We will be using a bag of words model for our example. We simply convert the number of times every word occurs per document. Therefore, each document is a bag and we count the frequency of each word in that bag. This also means that we lose any ordering information that's present in the text. Next, we assign each unique word an integer ID. All of these unique words become our vocabulary. Each word in our vocabulary is treated as a machine learning feature. Let's make our vocabulary first.

Scikit-learn has a high-level component that will create feature vectors for us. This is called CountVectorizer. We recommend reading more about it from the scikit-learn docs:

# Extracting features from text files
from sklearn.feature_extraction.text import CountVectorizer

count_vect = CountVectorizer()
X_train_counts = count_vect.fit_transform(twenty_train.data)

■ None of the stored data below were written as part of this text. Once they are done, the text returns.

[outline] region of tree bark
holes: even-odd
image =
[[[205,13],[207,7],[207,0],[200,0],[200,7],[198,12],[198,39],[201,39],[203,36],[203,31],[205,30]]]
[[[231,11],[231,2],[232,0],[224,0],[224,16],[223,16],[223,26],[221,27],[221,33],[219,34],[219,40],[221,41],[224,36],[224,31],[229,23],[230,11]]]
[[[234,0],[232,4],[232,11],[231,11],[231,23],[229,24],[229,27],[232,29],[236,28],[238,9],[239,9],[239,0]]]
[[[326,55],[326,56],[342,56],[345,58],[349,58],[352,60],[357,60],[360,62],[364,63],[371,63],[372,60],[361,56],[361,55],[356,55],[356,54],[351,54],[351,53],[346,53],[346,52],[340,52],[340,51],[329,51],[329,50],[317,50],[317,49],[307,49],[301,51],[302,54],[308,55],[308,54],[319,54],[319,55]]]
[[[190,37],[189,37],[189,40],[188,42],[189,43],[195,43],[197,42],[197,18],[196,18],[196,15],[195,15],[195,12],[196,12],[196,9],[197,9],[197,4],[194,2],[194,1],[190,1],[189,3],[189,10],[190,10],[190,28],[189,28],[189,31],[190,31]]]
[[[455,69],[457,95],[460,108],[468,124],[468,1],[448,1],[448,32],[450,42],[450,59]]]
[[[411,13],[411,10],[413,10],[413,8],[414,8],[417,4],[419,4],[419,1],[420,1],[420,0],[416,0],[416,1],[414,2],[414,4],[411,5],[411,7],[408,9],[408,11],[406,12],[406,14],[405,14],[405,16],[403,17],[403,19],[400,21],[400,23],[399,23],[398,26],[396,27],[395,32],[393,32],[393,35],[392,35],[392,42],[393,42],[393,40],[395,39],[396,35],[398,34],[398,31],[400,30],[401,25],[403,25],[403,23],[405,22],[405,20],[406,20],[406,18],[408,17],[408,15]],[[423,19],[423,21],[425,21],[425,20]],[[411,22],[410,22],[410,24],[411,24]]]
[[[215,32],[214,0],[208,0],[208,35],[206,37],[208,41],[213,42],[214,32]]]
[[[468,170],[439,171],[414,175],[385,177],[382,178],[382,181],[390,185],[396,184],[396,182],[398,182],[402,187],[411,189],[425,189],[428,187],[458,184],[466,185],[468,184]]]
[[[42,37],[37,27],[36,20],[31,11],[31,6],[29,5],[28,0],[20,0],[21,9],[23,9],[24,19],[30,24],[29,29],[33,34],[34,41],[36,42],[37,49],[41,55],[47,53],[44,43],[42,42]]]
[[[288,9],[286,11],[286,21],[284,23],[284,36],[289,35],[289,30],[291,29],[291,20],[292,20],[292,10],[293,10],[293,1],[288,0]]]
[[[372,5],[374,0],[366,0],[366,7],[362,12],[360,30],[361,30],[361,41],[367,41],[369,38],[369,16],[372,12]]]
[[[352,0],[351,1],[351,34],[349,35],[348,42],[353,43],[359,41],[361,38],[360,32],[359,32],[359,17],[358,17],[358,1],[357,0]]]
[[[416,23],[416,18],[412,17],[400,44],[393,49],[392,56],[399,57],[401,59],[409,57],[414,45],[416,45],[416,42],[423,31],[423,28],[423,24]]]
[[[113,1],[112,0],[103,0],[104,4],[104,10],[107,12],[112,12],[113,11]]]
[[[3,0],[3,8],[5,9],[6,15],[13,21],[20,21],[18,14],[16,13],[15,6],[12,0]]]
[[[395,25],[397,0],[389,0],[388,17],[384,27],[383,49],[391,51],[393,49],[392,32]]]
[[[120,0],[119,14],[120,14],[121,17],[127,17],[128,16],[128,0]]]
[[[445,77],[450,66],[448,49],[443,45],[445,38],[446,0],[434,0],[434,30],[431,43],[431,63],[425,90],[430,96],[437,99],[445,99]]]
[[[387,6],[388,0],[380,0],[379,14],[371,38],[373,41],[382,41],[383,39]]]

print(f'Shape of Term Frequency Matrix: {X_train_counts.shape}')

By using count_vect.fit_transform(twenty_train.data), we are learning the vocabulary dictionary, which returns a Document-Term matrix of shape [n_samples, n_features]. This means that we have n_samples documents or bags with n_features unique words across them.

We will now be able to extract a meaningful relationship between these words and the tags or classes they belong to. One of the simplest ways to do this is to count the number of times a word occurs in each class.

We have a small issue with this  long documents then tend to influence the result a lot more. We can normalize this effect by dividing the word frequency by the total words in that document. We call this Term Frequency, or simply TF.

Words like the, a, and of are common across all documents and don't really help us distinguish between document classes or separate them. We want to emphasize rarer words, such as Manmohan and Modi, over common words. One way to do this is to use inverse document frequency, or IDF. Inverse document frequency is a measure of whether the term is common or rare in all documents.

We multiply TF with IDF to get our TF-IDF metric, which is always greater than zero. TF-IDF is calculated for a triplet of term t, document d, and vocab dictionary D.

We can directly calculate TF-IDF using the following lines of code:

from sklearn.feature_extraction.text import TfidfTransformer

tfidf_transformer = TfidfTransformer()
X_train_tfidf = tfidf_transformer.fit_transform(X_train_counts)

print(f'Shape of TFIDF Matrix: {X_train_tfidf.shape}')

The last line will output the dimension of the Document-Term matrix, which is (11314, 130107).

Please note that in the preceding example we used each word as a feature, so the TF-IDF was calculated for each word. When we use a single word as a feature, we call it a unigram. If we were to use two consecutive words as a feature instead, we'd call it a bigram. In general, for n-words, we would call it an n-gram.